The project to create large-scale public art which has come to be known as the Mural Project, started by Hifa in 2010 at the Matapi Flats in Mbare, Harare. It has encompassed two other blocks of flats in the same area.
It is part of a wider "City Project" aimed at inspiring the beautification of the country's capital city, home to Hifa. The murals depict children who are residents of the flats, to help enhance the sense of ownership of the project.
The murals have appeared in numerous publications, including Sky Host and High Life and are a source of pride for the Mbare community and a growing landmark of the fabric of the City of Harare. The artists who headed the mural project for 2010 and 2011 was the duo from the Netherlands called Mooiemuur headed by Karski. Roy returned in 2012 with a collaborator, Raphael Gerlach a.k.a Satone. The group who painted the wall is Mooiemuur. Mooiemuur hold workshops around the world for companies and individuals. Mooiemuur has done work for the Municipality of Barcelona and the Municipality of Aalst in Belgium.
Mooiemuur's high-profile clientele include the biggest names in pop entertainment such as Justin Timberlake and Janet Jackson; Global brand corporations like Levi Jeans, Deloitte and the Sheraton Group of Hotels.

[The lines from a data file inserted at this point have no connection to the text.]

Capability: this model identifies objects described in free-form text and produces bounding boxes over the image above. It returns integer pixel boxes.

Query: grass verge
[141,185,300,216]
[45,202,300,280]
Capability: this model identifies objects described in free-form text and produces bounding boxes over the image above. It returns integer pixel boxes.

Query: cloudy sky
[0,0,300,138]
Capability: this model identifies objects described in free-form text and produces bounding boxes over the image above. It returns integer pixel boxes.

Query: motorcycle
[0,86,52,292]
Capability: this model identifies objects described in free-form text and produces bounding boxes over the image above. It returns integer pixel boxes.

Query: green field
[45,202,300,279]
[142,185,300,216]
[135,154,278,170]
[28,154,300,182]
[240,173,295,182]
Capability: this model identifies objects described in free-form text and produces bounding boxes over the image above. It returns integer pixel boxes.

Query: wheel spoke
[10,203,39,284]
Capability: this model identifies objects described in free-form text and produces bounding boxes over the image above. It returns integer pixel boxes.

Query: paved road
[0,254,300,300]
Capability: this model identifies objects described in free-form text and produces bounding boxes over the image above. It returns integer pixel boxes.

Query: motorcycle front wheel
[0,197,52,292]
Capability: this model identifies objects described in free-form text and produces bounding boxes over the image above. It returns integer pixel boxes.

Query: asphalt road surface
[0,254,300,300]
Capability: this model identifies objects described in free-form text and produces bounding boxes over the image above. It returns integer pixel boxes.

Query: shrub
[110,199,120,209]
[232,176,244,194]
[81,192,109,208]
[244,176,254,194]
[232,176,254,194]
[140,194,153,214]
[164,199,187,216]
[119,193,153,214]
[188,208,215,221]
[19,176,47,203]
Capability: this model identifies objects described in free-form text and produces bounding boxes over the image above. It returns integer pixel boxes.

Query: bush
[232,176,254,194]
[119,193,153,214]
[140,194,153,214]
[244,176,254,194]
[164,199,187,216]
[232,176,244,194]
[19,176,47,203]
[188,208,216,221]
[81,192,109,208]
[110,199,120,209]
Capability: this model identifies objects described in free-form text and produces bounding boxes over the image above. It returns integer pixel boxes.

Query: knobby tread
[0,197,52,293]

They have also been asked to work on a large-scale project in New Orleans that is being headed by Brad Pitt. The duo behind this company agreed to come to Harare and work on the large-scale mural free of charge.
However, they collaborated with Zimbabwean artists who include Walen Mapondera and Richard Mudariki, both mural artists from Chitungwiza, as well as Admire Kamudzengere, another mural artist from Harare.
According to Hifa publicist Tafadzwa Simba, the three murals depict portraits of children who live in the area and portray youth, vibrancy, hope and the future possibilities for Zimbabwean children.
"A community project such as this fosters ownership and pride in the area and further contributes to a sense of community responsibility for public space.
"The artists who led the painting of the murals in collaboration with Zimbabwean artists are internationally recognised - visitors will want to see their work.
"It is also another example of the festival's inclusiveness: areas that are neglected receive attention from the festival's audiences and media. There is no income to the festival from this project - it is Hifa leaving a lasting and effective impression on Harare's community at large.
"The subjects of the public art are not remunerated as it is not for commercial purposes - just as the ubiquitous statues or murals of famous figures like the President, Haile Selassie, Steve Biko or even ordinary people who are the subjects of such wall paintings around the world do not have remuneration accruing to them or their estates from that public art," Simba said.